Le réchauffement climatique est encore aujourd'hui considéré par une part importante de la population, et aussi par une bonne part de la classe politique, comme une chimère. Leur argumentation sommaire consiste à dire que la Terre a déjà connu des alternances de réchauffement (avec fonte des glaces, montée des eaux et désertification) suivies de périodes de glaciation. Par conséquent le réchauffement climatique constaté aujourd'hui n'est rien d'autre qu'un phénomène naturel dans lequel la part de l'homme est négligeable.

Malheureusement, ce raisonnement omet de dire que ces alternances se sont déroulées à l'échelle de millénaires alors que le réchauffement climatique mesuré aujourd'hui est brusque et se constate sur un demi-siècle seulement!

Source : Centre interprofessionnel technique d’étude de la pollution atmosphérique (CITEPA), 2005

Pour aller plus loin:
"Le Cerveau endommagé" Barbara Demeneix. Editions Odile Jacob


1.7.3. Que faire pour l'environnement?

A titre individuel

Il y a, bien sûr, quantité de petits gestes que chacun peut faire. On en trouve des listes sur de nombreux sites et dans autant de brochures. Mais quand on regarde ces listes on abandonne assez vite car elles donnent l'impression qu'il faudrait se priver de tout le confort offert par la société de consommation: éteindre systématiquement toute lumière qui n'est pas utile, ne pas laisser couler l'eau du robinet pendant qu'on se brosse les dents, vérifier scrupuleusement les étiquettes des produits que l'on consomme et s'assurer qu'ils ont été produits dans le respect de la nature et de l'humain...

D'une manière générale il est souhaitable d'être suffisamment conscient et responsable pour éviter les gaspillages et pour avoir les bons réflexes citoyens. Il s'agit bien plus d'un état d'esprit à avoir que d'une liste de contraintes à ne pas oublier.

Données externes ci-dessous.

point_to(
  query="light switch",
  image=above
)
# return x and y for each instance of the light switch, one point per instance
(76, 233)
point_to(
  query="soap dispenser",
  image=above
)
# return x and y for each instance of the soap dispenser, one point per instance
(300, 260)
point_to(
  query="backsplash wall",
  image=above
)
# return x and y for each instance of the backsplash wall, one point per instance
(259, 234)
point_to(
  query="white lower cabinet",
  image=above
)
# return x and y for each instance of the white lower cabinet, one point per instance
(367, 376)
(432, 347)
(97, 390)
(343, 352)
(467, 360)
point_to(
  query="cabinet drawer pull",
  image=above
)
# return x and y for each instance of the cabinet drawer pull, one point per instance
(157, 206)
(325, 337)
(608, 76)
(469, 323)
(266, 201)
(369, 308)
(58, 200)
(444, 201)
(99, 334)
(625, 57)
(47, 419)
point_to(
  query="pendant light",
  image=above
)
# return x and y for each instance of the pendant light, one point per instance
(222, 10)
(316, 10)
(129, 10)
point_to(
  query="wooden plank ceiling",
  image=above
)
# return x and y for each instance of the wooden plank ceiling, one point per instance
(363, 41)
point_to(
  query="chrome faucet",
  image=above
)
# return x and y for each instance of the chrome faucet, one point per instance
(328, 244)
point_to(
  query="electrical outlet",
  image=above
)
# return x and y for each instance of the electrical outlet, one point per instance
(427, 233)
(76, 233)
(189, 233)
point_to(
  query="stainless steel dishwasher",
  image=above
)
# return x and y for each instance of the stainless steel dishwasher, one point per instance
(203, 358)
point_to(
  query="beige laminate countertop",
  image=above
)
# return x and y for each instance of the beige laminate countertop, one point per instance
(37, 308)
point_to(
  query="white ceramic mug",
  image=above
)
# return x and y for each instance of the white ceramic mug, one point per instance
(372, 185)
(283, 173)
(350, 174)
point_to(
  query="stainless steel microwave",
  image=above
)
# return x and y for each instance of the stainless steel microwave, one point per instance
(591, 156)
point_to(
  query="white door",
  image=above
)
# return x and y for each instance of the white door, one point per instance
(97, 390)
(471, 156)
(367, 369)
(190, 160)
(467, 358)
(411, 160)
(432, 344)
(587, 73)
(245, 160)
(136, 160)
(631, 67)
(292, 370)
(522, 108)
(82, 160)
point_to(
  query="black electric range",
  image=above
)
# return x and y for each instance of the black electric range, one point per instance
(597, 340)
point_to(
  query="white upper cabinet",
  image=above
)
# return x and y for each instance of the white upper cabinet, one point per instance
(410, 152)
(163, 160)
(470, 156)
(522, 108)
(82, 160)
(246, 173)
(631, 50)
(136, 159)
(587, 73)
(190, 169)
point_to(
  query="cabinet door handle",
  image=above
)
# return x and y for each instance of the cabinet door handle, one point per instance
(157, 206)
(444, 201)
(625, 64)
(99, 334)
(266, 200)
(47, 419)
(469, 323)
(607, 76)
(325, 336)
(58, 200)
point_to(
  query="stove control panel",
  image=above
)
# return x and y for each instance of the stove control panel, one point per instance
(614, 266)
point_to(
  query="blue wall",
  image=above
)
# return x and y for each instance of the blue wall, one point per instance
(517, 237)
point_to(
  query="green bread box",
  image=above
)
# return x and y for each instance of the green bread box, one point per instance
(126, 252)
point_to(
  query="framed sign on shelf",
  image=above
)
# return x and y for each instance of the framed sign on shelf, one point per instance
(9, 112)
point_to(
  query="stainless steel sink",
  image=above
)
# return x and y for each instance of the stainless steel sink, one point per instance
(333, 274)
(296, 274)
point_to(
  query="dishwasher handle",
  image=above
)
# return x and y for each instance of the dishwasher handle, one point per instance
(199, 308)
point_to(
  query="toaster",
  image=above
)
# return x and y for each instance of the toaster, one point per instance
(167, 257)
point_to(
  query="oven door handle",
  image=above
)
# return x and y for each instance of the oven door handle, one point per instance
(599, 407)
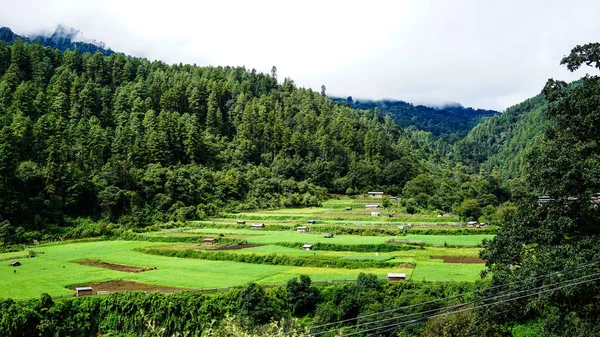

En second lieu il ne faut pas culpabiliser à titre individuel alors que l'essentiel des dommages à l'environnement et à la planète sont le fait de l'appareil industriel, agricole et agroalimentaire et du système de commerce aberrant. Cette culpabilisation est dûe en grande partie au discours médiatique qui diffuse l'idée que les atteintes à l'environnement sont les conséquences de la main de l'homme.

Elles sont dûes à l'homme en effet, mais la responsabilité de l'individu ou du citoyen pris isolément n'est pas du tout comparable à celle de l'industriel qui pollue l'atmosphère, l'eau, la terre et... le consommateur. Pour ne prendre qu'un exemple, le gaspillage d'énergie est à attribuer aux manufacturiers, commerçants et distributeurs qui font faire des transports inconsidérés aux marchandises afin de profiter de la main d'oeuvre à bas coût des pays en voie de développement.

L'individu, quand il pollue par sa consommation, ne s'enrichit pas, bien au contraire, puisque c'est même lui le payeur final de la chaîne! Alors que le seul but recherché par le manufacturier, industriel ou distributeur est le profit. Et pour cela, ces derniers n'éprouvent aucun état d'âme particulier lorsqu'ils exploitent et polluent.

Au niveau collectif

Il est possible d'agir de différentes manières:

---> En adhérant à des associations comme

et d'autres:
Agir pour l'environnement dont le but est de faire pression sur les responsables politiques et décideurs économiques,
France Nature Environnement,

---> En participant aux activités mises en place par de très nombreuses autres associations locales,

---> En réservant son bulletin électoral aux seuls candidats qui sont clairement engagés dans la défense des intérêts de la planète.